By Gavriel Haviv, 9th Grade

On November 18, a vicious terror attack occurred. Two Palestinians yielding axes and guns walked into Kehilat Bnei Torah during the Shacharitminyan. The shul-goers were still wearing their tefillin.

In Rambam Mesivta, the students were informed of the events right before Shacharit started and had an assembly after breakfast. The roshmesivta, Rabbi Zev Meir Friedman, first spoke about how the terrorists used guns and axes, and the number of fatalities and the wounded. He then expressed his thoughts on the events. “There is no difference to the terrorists between killing a non-religious Jew and an ultra-orthodox Jew, between a fallen soldier and a civilian. We are all the Jews and they don’t care what kind we are. We must be loving of any Jewish life. . . . We are dealing with an enemy that really hates us.” It is taught in the Gemara, “If you give mercy to a vicious person, then you are also guilty.” He went on to tell the talmidim that these Arabs promote anti-Semitism at the ages of two or three, and that if these events flipped and we went into a mosque and killed innocent people, the world would go crazy. He then said there are ways for us to respond: we daven and try to work things out, and if we have to resort to it, then go to war. The same way Yaakov dealt with Esav.

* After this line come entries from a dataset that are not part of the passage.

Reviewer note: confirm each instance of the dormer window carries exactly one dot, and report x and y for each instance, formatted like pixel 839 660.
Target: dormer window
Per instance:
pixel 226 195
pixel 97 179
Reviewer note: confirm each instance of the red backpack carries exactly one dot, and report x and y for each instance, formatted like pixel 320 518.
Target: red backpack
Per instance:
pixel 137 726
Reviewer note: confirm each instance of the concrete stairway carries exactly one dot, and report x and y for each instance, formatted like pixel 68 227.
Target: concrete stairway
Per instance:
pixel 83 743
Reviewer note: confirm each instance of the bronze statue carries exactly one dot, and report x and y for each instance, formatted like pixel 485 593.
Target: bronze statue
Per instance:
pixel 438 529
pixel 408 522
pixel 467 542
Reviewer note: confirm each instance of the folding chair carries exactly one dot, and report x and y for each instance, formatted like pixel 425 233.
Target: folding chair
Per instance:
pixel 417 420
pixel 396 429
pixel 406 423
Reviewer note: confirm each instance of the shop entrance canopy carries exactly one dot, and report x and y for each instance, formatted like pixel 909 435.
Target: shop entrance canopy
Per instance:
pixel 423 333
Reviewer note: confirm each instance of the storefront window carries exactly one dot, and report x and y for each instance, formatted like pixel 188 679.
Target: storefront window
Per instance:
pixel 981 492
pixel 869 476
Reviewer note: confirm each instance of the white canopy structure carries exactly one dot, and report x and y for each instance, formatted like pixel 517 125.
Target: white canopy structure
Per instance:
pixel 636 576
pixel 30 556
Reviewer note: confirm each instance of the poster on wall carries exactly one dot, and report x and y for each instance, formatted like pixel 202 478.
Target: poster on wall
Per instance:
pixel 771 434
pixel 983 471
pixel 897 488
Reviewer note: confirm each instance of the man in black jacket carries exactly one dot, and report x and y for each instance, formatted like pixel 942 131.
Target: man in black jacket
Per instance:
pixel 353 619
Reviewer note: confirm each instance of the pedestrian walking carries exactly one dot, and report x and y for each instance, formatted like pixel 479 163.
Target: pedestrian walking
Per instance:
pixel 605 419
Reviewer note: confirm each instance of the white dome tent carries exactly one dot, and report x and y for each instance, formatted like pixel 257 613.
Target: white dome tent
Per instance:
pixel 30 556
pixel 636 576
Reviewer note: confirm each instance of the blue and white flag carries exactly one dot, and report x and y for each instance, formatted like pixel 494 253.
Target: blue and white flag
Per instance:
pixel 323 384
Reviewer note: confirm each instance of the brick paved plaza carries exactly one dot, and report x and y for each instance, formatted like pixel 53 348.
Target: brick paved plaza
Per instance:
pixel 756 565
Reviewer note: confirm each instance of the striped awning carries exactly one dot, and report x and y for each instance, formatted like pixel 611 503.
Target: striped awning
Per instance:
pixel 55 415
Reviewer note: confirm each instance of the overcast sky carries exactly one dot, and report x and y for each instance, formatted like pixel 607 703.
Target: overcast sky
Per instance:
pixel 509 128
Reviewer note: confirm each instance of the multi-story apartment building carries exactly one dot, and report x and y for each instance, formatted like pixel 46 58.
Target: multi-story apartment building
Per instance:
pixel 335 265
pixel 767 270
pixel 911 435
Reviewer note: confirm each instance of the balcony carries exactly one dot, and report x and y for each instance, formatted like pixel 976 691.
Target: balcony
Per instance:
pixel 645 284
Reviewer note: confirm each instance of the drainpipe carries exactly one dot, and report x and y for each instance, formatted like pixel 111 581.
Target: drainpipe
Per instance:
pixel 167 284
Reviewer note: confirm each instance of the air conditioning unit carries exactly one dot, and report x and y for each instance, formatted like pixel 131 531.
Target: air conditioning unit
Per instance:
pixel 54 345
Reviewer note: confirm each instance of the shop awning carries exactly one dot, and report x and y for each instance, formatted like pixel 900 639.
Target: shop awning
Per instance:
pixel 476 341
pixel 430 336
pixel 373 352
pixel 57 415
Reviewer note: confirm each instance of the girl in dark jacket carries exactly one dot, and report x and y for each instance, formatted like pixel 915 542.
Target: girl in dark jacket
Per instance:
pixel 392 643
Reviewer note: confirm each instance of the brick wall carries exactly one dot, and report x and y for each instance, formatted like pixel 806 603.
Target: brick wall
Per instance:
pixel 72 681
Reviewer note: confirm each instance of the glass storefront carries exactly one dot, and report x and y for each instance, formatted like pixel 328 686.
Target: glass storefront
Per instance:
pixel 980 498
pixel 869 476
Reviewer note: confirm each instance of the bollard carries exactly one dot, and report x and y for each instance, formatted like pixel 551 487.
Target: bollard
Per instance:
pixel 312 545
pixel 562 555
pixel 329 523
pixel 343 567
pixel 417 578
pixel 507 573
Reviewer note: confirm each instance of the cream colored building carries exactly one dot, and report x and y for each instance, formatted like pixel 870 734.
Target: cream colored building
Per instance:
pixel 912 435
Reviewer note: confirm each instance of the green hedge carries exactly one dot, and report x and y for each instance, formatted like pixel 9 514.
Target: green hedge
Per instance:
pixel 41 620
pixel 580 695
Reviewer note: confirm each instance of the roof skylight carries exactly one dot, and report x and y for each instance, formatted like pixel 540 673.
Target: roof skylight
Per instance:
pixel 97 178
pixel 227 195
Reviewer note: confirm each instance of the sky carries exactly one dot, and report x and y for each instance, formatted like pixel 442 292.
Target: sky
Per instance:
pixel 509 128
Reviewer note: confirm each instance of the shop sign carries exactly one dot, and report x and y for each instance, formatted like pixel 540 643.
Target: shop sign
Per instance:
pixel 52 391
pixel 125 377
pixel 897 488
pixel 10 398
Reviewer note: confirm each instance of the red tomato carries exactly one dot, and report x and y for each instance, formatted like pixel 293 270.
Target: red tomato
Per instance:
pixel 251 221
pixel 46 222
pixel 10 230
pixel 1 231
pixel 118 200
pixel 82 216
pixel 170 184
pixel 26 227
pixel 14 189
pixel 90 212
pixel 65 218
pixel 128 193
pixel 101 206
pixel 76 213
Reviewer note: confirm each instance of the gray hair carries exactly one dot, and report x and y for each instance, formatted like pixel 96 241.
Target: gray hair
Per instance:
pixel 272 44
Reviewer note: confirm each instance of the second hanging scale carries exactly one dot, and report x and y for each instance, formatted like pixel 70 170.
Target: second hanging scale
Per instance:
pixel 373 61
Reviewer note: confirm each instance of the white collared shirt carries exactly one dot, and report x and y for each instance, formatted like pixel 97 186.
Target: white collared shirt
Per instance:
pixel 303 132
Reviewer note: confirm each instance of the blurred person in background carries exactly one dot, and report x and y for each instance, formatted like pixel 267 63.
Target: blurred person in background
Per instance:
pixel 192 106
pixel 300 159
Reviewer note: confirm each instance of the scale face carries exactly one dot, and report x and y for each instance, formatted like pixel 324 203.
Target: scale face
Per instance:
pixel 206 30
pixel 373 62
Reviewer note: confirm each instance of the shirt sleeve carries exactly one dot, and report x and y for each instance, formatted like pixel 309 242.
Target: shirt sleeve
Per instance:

At the assembly, Rabbi Friedman listed the four rabbis who were brutally killed: Rabbi Kalman Zev Levine, zt’l, an American citizen who was loved and always upbeat; Rabbi Aryeh Kupinsky, zt’l, also an American citizen who experienced tragedy when his 13-year-old daughter passed away in her sleep; Rabbi Avraham Goldberg, zt’l, a British citizen who was 68 years old and left behind a wife and six kids; and Rabbi Moshe Twersky, zt’l, an American citizen who was 60 years old, and a man whom Rabbi Friedman knew. There were also six people wounded in the attack.

After Rabbi Friedman, Principal Rabbi Yotav Eliach spoke. He started off noting how violent the Mideast region is, with hundreds of people killed each day, and that Israel probably stops around 20—50 attacks daily. He also said that the people who do carry out these attacks are technically Israeli citizens, which complicates matters. He then spoke to the students, directly telling them not to open the door for anyone anymore because you don’t know who’s behind it. “I feel safer in Israel than anywhere else in the world,” he said. He concluded by telling the boys to think about what they would be doing in the last few moments of their lives and that we should think about tefillin more when we daven. The assembly concluded with two perakim of Tehillim recited by Rabbi Avi Haar.